Discutir a ética de um ministro ou um autarca não passar devidamente a "pasta" ao seguinte deixando-o a "nadar".

Discutir a ética de fazer-se nomeações a correr, fazer-se adjudicações de obras, entre outras coisas, quando supostamente estariam em "gestão" e antes que os novos detentores do lugar entrem.

Mas o que se devia discutir principalmente é a base, o facto de todos os dias vermos exemplos de atropelos à Ética por parte de políticos e outros dirigentes, alegando sempre que não fizeram nada contra a Lei, que estão e sempre estiveram dentro da lei.

Pode ser sim senhor, podem estar dentro da lei mas e as questões de ética?

Então e a imagem e o exemplo que transmitem para a sociedade?

Então e a coluna vertebral ou já a arrumaram há muito num canto, deixando assim de caminharem direitos e de pescoço levantado?

Um dos grande exemplos que eu vi, e reflecte esta sociedade que temos, vem da área desportiva. Num processo bastante mediático, que está em julgamento ou empancado por aí em algum trâmite legal, os arguidos foram acusados de tráfico de influências, ou seja, troca de favores.

Mediaticamente todos gritaram inocência e o normal seria se fossem realmente inocentes irem a julgamento e demonstrarem ao mundo que estão realmente "limpos". No entanto, a estratégia é outra, os advogados deles avançam que não podem ser julgados por que a lei não cobre aquilo de que eles são acusados...
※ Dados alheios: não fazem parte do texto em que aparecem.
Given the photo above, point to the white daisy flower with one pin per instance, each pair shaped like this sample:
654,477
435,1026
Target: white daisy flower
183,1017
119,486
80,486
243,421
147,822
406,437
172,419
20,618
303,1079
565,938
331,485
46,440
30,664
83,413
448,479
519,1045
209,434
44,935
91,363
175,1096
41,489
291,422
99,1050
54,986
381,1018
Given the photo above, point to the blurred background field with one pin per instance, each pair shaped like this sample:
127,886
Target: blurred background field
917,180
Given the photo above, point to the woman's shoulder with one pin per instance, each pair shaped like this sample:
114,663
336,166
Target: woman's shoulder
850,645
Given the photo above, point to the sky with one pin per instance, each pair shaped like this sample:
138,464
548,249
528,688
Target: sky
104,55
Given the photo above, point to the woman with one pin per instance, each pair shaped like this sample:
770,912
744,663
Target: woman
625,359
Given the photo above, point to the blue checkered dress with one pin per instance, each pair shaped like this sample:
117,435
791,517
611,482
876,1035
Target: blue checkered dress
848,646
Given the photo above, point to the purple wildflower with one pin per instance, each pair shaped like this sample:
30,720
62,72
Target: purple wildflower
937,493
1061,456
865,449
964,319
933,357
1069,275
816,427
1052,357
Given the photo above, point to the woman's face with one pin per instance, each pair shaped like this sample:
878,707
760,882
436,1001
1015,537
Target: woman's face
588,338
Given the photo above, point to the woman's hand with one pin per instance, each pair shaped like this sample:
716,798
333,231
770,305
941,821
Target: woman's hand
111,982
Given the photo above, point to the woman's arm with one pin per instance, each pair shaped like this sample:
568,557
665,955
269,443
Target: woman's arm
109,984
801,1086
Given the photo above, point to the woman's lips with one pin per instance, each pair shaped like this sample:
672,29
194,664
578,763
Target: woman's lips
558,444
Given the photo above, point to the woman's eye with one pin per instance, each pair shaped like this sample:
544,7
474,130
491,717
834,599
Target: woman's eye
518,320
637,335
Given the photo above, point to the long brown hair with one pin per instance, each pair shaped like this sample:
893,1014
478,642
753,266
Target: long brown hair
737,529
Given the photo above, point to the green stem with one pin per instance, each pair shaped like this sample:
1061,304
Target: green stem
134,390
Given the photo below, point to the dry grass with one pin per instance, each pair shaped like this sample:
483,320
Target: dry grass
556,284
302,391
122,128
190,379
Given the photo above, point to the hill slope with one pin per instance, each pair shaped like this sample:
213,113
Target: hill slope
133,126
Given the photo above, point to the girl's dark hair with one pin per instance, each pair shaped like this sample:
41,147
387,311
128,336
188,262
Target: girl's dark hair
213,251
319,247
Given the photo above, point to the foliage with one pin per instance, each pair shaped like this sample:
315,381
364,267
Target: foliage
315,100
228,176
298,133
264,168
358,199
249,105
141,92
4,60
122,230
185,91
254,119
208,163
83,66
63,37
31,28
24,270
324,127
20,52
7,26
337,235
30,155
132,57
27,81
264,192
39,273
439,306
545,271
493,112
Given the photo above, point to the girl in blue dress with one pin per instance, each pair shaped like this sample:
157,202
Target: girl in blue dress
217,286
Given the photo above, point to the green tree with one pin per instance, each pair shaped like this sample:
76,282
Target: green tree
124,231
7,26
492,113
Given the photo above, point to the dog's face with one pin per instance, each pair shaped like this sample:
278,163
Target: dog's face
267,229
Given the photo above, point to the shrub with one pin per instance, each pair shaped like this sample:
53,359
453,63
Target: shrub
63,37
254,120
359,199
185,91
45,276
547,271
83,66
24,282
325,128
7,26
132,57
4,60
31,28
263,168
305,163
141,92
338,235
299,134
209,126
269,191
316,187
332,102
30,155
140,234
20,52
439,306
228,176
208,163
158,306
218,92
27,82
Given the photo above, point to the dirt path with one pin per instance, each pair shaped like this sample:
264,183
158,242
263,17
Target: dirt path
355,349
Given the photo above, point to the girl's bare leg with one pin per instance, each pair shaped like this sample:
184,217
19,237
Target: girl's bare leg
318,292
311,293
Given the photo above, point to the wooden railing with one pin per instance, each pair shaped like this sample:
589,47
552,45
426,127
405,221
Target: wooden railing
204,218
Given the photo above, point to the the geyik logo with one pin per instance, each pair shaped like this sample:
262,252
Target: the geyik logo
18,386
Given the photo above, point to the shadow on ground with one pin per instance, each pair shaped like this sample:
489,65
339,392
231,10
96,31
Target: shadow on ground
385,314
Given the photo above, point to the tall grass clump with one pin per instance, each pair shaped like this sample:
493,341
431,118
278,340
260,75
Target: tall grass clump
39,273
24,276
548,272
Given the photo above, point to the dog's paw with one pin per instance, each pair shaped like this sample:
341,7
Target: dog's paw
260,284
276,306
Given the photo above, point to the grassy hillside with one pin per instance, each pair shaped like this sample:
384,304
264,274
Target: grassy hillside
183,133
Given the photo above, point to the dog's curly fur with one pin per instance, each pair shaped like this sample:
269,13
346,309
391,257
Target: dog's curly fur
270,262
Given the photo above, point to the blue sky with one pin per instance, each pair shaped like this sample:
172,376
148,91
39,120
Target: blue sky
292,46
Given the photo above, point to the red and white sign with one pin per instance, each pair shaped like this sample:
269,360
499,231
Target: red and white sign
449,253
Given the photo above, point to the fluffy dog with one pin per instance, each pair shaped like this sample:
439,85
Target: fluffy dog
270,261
Coitada da ética, apanha cada carga de porrada!

29 comentarios:

António de Almeida disse...

-Não acredito em coincidências, mas lá que elas existem é um facto. Bastou que Socrates tivesse um problemazito, logo surgiu outro visando o principal partido da oposição á direita, o PSD não é por estes tempos coisa nenhuma, por isso suspeito que não existirá até 2009 qualquer caso que atinja Menezes, ou seus mais próximos, a surgir algo no PSD, atingirá alguém que seja opositor de Menezes. Curioso ou talvez não, já repararam que o Telmo também é engº, profissão que nos últimos dias parece sofrer alguma falta de credibilidade nas assinaturas? E a respectiva Ordem? Permanece calada?

Tiago R. Cardoso disse...

António de Almeida,
Tudo coincidências, aliás coincidências é coisa que não falta em Portugal e claro eticamente tudo impecável.

Manuel Rocha disse...

Acredite o Tiago que já ouvi quem estivesse genuinamente convencido que a ética era uma ilha no mar Egeu ! Juro ! E era professor !!
:))
Estão bem colocadas as suas questões éticas.
Deixe-me acrescentar algumas mais simples, como não chegar sempre atrasado a uma reunião, não atender o telemóvel quando estamos a conversar com outra pessoa, enfim, ripar filmes e músicas de originais da net, fazer trabalhos inteiros de copia e cola sem referir a "vitima"...coisas básicas que todos os que se reinvidicam de muito éticos estão todossssssssss os dias a fazer !
E não me digam que é porque "os exemplos vêm de cima " !!

::)))

Zé Povinho disse...

Caro Tiago
A ética e a política são coisas distintas e não compatíveis. A ética deriva de conceitos morais, já a política rege-se por conceitos pragmáticos, mesmo quando exercida de um modo sério. Num mundo perfeito a ética e a política poderíam confundir-se, mas convenhamos que não é assim. Quando um político invoca a ética, ou é ignorante, ou demagogo. O único campo onde se pode invocar a ética, quando falamos de políticos, é precisamente no dos compromissos assumidos perante os eleitores, e disso estamos falados.
Abraço do Zé

Fa menor disse...

Realmente, Tiago, realmente...
É cada uma melhor que a outra!

Tiago R. Cardoso disse...

Manuel Rocha,
São de factos exemplos simples e identificam muito do que este país é, evidentemente quando se olha para cima e se vê os "tubarões" a dar semelhantes exemplos, todos pensam "Então eles fazem isso e eu muito honesto lixo-me sempre, deixa ver onde posso tirar uma coisinha para mim."


Zé Povinho,
Perfeitamente de acordo, eu é continuo a sonhar pelo aparecimento de uma mentalidade onde uma "coluna vertebral" seja o mais importante, onde a palavra e a honra sejam fundamentais. A continuarmos assim a puxar cada um para o seu lado, dificilmente isto mudará.

Fa menor,
Quando julgávamos que mais nada nos poderia surpreender, alguém trata logo de aparecer com algo novo.

Sniqper ® disse...

Caro Tiago,
Para já não falar do resto dessa gente, simplesmente porque é dar-lhes publicidade em demasia, venho recordar uma brilhantes palavras do recente e muito ilustre Bastonário da Ordem dos Advogados que disse o seguinte...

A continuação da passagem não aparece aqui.